I've written this elsewhere as well but this is a classic microeconomic problem.
I know nobody wants to hear this but price plays a rationing function. The supply and demand for these consoles are such that the markets will only clear at a higher price than what the manufacturers describe as "RRP". Just like how rent control leaves some lucky people with an artificially cheap apartment, and many others with no apartment at all, so launch prices lower than market prices benefit people at the front of the queue and harm the people at the back.
Looked at another way, the problem is that retail price is not actually the market price. The market price at launch (aka shadow price in this context) is somewhere between $500/£450 and the scalper prices at $700+
How to solve?
1. Manufacturers could price their consoles higher to begin with, so people who value them most buy them, and drop the prices after launch period constraints are over.

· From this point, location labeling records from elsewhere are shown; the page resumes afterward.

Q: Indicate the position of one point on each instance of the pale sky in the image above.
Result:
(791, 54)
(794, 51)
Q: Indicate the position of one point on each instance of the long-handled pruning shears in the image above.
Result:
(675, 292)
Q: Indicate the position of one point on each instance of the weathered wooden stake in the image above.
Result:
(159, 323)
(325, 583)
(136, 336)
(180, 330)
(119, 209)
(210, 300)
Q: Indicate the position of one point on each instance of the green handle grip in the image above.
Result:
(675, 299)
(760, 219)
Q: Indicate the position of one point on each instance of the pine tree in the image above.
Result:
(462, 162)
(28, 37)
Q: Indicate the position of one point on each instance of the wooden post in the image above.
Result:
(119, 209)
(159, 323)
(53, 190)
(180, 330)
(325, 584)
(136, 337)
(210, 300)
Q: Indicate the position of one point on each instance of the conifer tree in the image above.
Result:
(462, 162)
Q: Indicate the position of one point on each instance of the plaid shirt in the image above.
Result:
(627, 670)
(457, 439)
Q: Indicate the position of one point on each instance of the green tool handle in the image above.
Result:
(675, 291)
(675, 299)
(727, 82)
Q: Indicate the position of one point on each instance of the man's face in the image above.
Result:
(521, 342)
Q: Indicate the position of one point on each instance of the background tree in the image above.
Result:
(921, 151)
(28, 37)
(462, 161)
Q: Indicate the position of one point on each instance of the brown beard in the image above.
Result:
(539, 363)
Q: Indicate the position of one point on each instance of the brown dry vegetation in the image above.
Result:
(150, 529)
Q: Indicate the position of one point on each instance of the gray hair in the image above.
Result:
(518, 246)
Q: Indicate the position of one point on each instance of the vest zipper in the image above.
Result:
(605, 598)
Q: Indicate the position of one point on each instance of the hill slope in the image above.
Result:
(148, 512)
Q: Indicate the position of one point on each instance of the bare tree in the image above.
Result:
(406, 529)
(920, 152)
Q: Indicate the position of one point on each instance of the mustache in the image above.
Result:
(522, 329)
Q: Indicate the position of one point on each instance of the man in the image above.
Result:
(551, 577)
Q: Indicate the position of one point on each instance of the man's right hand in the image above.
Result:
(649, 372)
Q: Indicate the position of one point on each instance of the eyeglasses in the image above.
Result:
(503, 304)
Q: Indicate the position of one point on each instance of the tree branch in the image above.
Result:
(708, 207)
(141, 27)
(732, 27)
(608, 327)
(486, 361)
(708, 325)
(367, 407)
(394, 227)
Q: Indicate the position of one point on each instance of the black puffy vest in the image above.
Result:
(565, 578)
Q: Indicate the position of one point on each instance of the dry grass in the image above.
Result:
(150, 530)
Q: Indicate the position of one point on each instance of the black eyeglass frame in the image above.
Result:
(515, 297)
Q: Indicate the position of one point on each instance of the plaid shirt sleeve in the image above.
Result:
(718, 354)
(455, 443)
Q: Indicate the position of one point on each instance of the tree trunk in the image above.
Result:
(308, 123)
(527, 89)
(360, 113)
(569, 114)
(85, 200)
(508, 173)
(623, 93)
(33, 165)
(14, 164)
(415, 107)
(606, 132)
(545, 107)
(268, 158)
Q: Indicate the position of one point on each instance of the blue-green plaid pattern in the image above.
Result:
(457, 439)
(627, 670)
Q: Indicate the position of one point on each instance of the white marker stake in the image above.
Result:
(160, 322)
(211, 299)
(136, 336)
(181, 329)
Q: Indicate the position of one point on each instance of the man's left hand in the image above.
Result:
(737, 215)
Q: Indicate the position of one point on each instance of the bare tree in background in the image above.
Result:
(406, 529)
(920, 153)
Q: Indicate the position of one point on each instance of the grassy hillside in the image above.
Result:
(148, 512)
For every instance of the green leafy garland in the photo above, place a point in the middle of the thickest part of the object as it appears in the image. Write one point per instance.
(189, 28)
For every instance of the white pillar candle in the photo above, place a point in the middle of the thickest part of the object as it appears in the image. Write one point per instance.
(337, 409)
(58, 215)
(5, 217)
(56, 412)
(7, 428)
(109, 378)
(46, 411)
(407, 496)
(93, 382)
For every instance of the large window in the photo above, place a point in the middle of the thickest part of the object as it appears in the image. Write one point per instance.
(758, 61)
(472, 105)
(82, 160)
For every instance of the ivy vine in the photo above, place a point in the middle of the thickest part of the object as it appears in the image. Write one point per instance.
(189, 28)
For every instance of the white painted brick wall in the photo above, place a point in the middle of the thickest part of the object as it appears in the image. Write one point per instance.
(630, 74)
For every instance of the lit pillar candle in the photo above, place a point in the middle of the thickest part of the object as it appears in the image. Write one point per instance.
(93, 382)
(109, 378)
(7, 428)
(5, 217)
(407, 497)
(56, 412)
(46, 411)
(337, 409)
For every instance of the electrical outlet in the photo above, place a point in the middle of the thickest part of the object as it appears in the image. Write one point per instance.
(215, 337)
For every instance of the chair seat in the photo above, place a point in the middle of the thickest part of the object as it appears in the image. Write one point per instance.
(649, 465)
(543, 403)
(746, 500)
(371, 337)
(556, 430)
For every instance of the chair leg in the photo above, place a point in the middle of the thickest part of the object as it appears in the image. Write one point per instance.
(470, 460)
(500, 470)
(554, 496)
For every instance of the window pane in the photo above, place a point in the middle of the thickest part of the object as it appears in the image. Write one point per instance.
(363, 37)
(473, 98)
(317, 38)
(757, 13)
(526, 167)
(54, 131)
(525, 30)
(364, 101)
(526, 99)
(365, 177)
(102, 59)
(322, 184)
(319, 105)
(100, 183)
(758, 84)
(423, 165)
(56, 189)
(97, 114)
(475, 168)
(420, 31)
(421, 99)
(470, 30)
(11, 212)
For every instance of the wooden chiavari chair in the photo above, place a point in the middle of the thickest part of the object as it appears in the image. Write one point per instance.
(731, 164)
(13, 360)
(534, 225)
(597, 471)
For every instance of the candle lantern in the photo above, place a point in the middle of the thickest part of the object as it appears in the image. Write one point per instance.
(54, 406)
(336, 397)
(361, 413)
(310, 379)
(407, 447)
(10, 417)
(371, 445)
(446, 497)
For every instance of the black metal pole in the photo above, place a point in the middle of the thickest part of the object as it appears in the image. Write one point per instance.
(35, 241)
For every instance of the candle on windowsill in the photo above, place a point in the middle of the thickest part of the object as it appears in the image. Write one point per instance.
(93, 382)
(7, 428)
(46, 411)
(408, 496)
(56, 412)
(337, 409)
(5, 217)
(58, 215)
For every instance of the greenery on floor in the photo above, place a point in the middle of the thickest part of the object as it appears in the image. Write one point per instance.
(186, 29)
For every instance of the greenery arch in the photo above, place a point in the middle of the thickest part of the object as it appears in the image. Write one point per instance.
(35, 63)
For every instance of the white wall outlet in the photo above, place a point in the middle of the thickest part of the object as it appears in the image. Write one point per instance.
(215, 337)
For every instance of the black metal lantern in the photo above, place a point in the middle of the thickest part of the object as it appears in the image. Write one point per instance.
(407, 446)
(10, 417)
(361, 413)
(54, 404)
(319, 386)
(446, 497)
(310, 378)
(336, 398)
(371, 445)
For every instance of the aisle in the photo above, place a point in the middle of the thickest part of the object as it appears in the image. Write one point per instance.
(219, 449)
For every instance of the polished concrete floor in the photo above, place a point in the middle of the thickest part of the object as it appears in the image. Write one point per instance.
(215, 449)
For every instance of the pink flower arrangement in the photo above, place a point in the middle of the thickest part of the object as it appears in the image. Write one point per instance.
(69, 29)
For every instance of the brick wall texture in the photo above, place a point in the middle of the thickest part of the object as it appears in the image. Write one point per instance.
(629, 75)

2. Secondly, retailers should be allowed to price consoles. We reach ridiculous "scalper" prices of $700+ because 90-95% of the market (the retailers) is artificially forced to move at $500. The scalpers are the only ones, which I'm just assuming are 5% of the supply, allowed to adjust prices, and so are able to fairly neatly price discriminate on all the people willing to pay very high prices. If retailers were allowed to compete on price, 100% of the market would be sensitive to demand.
-> given that the scalpers price is driven by the MOST price insensitive types, real shadow prices would probably be not much higher than current RRP, probably $550 or so would be enough for the market to efficiently clear. Im sure Sony/MS can afford an econometrician to discover these shadow prices.
Both above methods involve the exact same shadow price. By attempting any solution except the two above you make the situation worse. By banning scalping you leave those at the back of the queue unable to get a console by any means, even if they value it at $800+.
Much of the upset that comes about scalping comes from the fact that the "middlemen" are being rewarded for providing nothing of tangible value that the manufacturer didn't already. Both of these solutions move this revenue from the scalpers to the (1) manufacturers or (2) the retailers.
Happy to answer questions on this point of view.